2/5 – Richard Falk: The Second Level Geopolitical War in Ukraine Takes Over

It has become increasingly clear to the world that there is not one, but two, actually three, distinct levels of conflict embedded in what the world’s media and political leadership deceptively insist of calling the ‘Ukraine War.’ The first level was clearly initiated on February 24, 2022 when Russia launched an aggressive war against Ukraine imperiling its sovereign rights and territorial integrity.

The second level was difficult to discern in the first weeks of the war, but became soon evident as the NATO countries led by the United States placed an increasing emphasis on lending escalating support to Ukraine’s adopted goals of achieving an unexpected military victory. This support took various forms including the steady supply of heavy weaponry, robust economic assistance, punitive sanctions, and a drumbeat of ‘official’ demonization of Russia and its leadership. In the beginning it seemed appropriate to lend support to Ukraine as the target of aggression, and hail the resistance effort led by President Volodymyr Zelensky, in defense of a relatively small country being overrun by its large neighbor.

Even this widely endorsed narrative was deceptive and one-sided as it overlooked the provocative nature of NATO expansion, abetted in Ukraine’s case by American interference in the internal politics of the country to help turn the political tide in the country against Russia. It is  in this internal setting that the third level of the war persists as there is no doubt that anti-Russian elements in Western Ukraine were deeply abusive toward the majority Russian speaking population in Eastern Ukraine known as the Donbas region. The non-implementation of the Minsk Agreements negotiated in 2014-15 to protect the Ukrainians in the East was never properly implemented. It remains uncertain as whether the Russia/Ukraine level of combat can be resolved without serious addressing Russian and Donbas concerns at the core of this third level of conflict.

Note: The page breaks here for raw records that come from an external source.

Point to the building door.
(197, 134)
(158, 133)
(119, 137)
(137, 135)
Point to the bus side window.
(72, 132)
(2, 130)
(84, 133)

What has been apparent to critics for some time is that Western diplomacy has become primarily committed to second level Geopolitical War even at the cost of greatly prolonging and aggravating the Ukrainian war on the ground and producing growing risks of a wider war. Only in the past few days has this priority been more or less acknowledged by high officials in the U.S. Government, most dramatically in the visit of Antony Blinken, Secretary of State, and Austin, Secretary of Defense to Ukraine and later to meeting in Europe with their NATO counterparts. What was revealed was that the number one policy goal of the U.S. was ‘the weakening of Russia’ made a viable undertaking by the unexpected resistance capabilities of Ukrainian armed forces bolstered by a show of unified patriotic resolve. In keeping with this line of thinking, arms shipments to Ukraine were increased significantly, and more tellingly, overtly acknowledging the shipment of so-called heavy armaments with offensive capabilities.

As this dynamic unfolded, Germany dramatically reversed its policy of not providing heavy weaponry, and the whole tenor of assistance was shifted from helping Ukraine resist to addressing the geopolitical agenda with its two goals: inflicting a humiliating defeat on Russia and signaling to China to not doubt Western resolve to defend Taiwan.